However, reinforcement learning enables precise autonomous coding at scale, Lodge said. Of course, he has a vested interest in saying this: In 2019, his company Diffblue released Cover, a commercial unit test writing tool based on reinforcement learning. Cover writes complete unit test suites without human intervention, making it possible to automate complex, error-prone tasks at scale.

Is Lodge biased? Absolutely. He has many experiences justifying his belief that reinforcement learning outperforms GenAI in software development. Today, Diffblue uses reinforcement learning to search the space of all possible test methods, automatically write test code for each method, and select the best test among the tests written. Reinforcement learning reward functions are based on a variety of criteria, including test coverage and aesthetics, one of which includes conforming to human-written coding style. The tool creates tests for each method in an average of one second.

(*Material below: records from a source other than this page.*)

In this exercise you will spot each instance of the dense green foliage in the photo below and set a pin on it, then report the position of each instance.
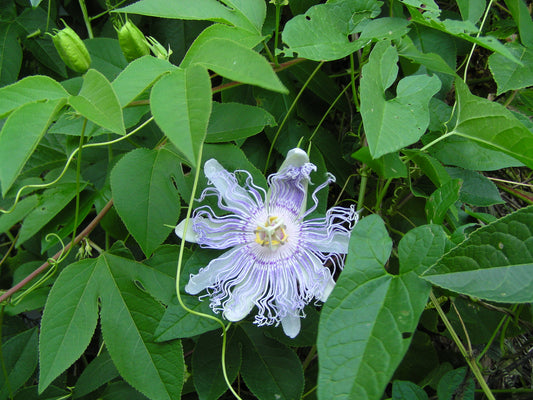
(421, 110)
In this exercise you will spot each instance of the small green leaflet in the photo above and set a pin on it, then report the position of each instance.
(128, 317)
(393, 124)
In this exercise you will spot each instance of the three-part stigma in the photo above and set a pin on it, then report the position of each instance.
(272, 233)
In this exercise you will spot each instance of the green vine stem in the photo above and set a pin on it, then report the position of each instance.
(468, 357)
(86, 19)
(69, 160)
(178, 275)
(45, 265)
(293, 105)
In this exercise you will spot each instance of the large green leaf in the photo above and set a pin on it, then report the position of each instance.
(155, 203)
(98, 102)
(10, 54)
(469, 154)
(232, 121)
(19, 358)
(100, 371)
(441, 200)
(429, 16)
(159, 368)
(393, 124)
(494, 263)
(129, 317)
(29, 90)
(139, 75)
(492, 125)
(512, 76)
(69, 319)
(181, 105)
(247, 14)
(368, 321)
(21, 134)
(270, 369)
(221, 31)
(178, 323)
(237, 62)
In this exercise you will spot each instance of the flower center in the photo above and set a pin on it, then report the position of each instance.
(272, 233)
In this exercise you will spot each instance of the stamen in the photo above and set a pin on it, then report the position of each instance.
(272, 233)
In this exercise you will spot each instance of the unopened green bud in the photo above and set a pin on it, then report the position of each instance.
(72, 50)
(132, 41)
(158, 49)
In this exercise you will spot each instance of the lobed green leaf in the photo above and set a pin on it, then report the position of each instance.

Lodge believes that if the goal is to automatically write 10,000 unit tests for a program that no one understands, then reinforcement learning is the only real solution. "Large language models cannot compete; humans have no way to effectively supervise them and correct their code at this scale, and making models larger and more complex does not solve this problem."

Conclusion: The most powerful thing about large language models is that they are general-purpose language processors. They can perform language tasks for which they have not been explicitly trained. This means they can do a great job at content generation (copywriting) and many other things. Lodge emphasized: "But this does not make large language models a substitute for artificial intelligence models, which are often based on reinforcement learning, which are more accurate, more consistent, and can be used at scale."

The above is the detailed content of Are large language models wrong for coding?. For more information, please follow other related articles on the PHP Chinese website!

Statement of this Website
The content of this article is voluntarily contributed by netizens, and the copyright belongs to the original author. This site does not assume corresponding legal responsibility. If you find any content suspected of plagiarism or infringement, please contact admin@php.cn

Hot AI Tools

Undresser.AI Undress

Undresser.AI Undress

AI-powered app for creating realistic nude photos

AI Clothes Remover

AI Clothes Remover

Online AI tool for removing clothes from photos.

Undress AI Tool

Undress AI Tool

Undress images for free

Clothoff.io

Clothoff.io

AI clothes remover

AI Hentai Generator

AI Hentai Generator

Generate AI Hentai for free.

Hot Article

R.E.P.O. Energy Crystals Explained and What They Do (Yellow Crystal)
2 weeks ago By 尊渡假赌尊渡假赌尊渡假赌
Repo: How To Revive Teammates
1 months ago By 尊渡假赌尊渡假赌尊渡假赌
Hello Kitty Island Adventure: How To Get Giant Seeds
1 months ago By 尊渡假赌尊渡假赌尊渡假赌

Hot Tools

Notepad++7.3.1

Notepad++7.3.1

Easy-to-use and free code editor

SublimeText3 Chinese version

SublimeText3 Chinese version

Chinese version, very easy to use

Zend Studio 13.0.1

Zend Studio 13.0.1

Powerful PHP integrated development environment

Dreamweaver CS6

Dreamweaver CS6

Visual web development tools

SublimeText3 Mac version

SublimeText3 Mac version

God-level code editing software (SublimeText3)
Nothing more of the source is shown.